Physical characteristics
- Source: Kitimat Ranges
- • location: Coast Mountains, British Columbia
- • coordinates: 53°14′5″N 128°15′14″W﻿ / ﻿53.23472°N 128.25389°W
- • elevation: 910 m (2,990 ft)
- Mouth: Pacific Ocean
- • location: Kiltuish Inlet, British Columbia, Gardner Canal
- • coordinates: 53°19′18″N 128°27′59″W﻿ / ﻿53.32167°N 128.46639°W
- • elevation: 0 m (0 ft)
- Length: 25 km (16 mi)

= Kiltuish River =

Kiltuish River is a river in the Canadian province of British Columbia. It originates in the Kitimat Ranges, and flows about 25 km north to the Pacific Ocean at Kiltuish Inlet, an arm of the fjord Gardner Canal. The Kiltuish River is within the traditional territory of the Haisla people.

The name "Kiltuish" comes from a Haisla word meaning "long and narrow stretch of water leading outward".

==Course==
The Kiltuish River originates in the Kitimat Ranges west of the Kowesas River and just north of the source of the Khutze River.
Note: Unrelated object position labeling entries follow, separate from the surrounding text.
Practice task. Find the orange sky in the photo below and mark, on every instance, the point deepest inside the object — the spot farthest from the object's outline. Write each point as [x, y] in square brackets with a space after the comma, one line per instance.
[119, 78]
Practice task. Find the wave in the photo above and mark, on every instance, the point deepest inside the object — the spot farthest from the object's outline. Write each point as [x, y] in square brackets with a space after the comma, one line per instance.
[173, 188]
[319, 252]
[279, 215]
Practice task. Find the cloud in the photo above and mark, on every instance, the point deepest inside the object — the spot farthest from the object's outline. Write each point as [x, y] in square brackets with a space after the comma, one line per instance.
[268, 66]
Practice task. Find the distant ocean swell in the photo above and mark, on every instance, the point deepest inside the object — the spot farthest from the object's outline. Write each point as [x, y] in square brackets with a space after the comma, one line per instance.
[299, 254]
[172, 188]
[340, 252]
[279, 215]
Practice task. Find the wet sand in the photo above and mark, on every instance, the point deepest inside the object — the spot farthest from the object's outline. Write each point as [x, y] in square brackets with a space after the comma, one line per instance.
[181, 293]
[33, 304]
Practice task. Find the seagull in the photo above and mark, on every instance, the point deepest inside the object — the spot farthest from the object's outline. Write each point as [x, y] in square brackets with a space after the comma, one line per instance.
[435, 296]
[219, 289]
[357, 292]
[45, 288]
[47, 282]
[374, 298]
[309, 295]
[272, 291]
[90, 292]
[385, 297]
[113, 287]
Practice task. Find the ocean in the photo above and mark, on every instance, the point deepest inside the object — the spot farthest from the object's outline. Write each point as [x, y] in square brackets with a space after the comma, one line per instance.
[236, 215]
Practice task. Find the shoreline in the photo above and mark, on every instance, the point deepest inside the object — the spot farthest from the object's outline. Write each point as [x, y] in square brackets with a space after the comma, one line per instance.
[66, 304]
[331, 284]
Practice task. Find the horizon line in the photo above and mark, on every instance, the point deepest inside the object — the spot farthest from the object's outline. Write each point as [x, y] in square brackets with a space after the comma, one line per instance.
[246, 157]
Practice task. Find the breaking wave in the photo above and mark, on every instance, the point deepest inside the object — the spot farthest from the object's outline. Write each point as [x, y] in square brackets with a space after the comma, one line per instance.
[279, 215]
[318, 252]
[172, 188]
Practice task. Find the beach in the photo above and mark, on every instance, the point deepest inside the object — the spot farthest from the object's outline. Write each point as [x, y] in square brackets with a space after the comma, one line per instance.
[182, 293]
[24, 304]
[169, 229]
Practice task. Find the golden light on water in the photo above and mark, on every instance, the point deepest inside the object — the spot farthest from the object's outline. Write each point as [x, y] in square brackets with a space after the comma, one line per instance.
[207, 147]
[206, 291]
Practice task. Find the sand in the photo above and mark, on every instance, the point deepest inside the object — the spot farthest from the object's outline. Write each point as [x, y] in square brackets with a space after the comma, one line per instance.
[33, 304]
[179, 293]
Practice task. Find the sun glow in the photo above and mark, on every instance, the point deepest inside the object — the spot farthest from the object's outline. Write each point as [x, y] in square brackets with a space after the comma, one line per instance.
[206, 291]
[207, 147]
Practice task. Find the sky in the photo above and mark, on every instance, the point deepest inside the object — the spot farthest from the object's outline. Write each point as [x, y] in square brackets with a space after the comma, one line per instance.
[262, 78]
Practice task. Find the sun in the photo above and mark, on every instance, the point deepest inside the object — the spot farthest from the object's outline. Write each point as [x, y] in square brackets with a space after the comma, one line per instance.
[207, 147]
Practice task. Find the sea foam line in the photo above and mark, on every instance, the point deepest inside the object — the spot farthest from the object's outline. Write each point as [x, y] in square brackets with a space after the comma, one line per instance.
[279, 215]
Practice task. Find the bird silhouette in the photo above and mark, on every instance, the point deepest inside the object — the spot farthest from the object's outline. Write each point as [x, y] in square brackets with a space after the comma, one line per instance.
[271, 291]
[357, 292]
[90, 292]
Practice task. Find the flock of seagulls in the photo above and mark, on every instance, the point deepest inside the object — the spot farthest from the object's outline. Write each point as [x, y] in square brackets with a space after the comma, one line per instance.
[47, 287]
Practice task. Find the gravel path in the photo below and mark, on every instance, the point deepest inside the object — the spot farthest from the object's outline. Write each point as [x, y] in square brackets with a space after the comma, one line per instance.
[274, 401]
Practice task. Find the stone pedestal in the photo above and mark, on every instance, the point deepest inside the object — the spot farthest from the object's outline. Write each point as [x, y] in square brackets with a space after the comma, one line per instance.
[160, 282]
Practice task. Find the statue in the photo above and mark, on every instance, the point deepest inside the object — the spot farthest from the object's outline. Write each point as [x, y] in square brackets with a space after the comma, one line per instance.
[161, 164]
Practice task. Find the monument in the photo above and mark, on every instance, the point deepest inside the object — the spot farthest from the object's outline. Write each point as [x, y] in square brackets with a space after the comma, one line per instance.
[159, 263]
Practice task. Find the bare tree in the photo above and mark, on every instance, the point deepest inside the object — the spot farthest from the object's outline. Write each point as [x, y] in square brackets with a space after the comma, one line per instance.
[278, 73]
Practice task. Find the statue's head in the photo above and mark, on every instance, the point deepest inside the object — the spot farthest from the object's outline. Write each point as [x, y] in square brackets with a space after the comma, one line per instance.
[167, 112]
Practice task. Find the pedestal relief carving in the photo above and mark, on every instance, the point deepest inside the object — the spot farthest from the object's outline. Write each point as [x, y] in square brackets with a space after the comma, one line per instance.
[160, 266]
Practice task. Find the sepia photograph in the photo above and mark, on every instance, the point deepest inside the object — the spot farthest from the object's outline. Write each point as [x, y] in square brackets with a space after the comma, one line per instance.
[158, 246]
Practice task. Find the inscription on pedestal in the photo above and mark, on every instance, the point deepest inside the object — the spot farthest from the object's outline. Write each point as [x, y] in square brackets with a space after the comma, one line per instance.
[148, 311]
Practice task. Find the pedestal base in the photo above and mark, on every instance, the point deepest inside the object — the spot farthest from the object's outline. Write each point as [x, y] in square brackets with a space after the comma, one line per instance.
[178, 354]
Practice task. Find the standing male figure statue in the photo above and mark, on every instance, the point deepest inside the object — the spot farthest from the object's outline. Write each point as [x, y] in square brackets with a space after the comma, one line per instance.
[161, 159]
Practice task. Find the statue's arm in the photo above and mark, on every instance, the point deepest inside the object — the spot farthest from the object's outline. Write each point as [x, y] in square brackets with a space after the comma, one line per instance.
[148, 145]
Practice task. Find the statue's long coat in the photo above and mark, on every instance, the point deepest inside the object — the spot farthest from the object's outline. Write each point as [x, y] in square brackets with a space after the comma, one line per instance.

It flows generally north and northwest, emptying into Kiltuish Inlet, an arm of Gardner Canal between the Alan and Europa Reaches. The Gardner Canal joins the Pacific Ocean via Devastation Passage, Verney Passage, Douglas Channel, and the complex waterways around Gil Island, Campania Island, and the Estevan Group, which exit into Caamaño Sound and Hecate Strait.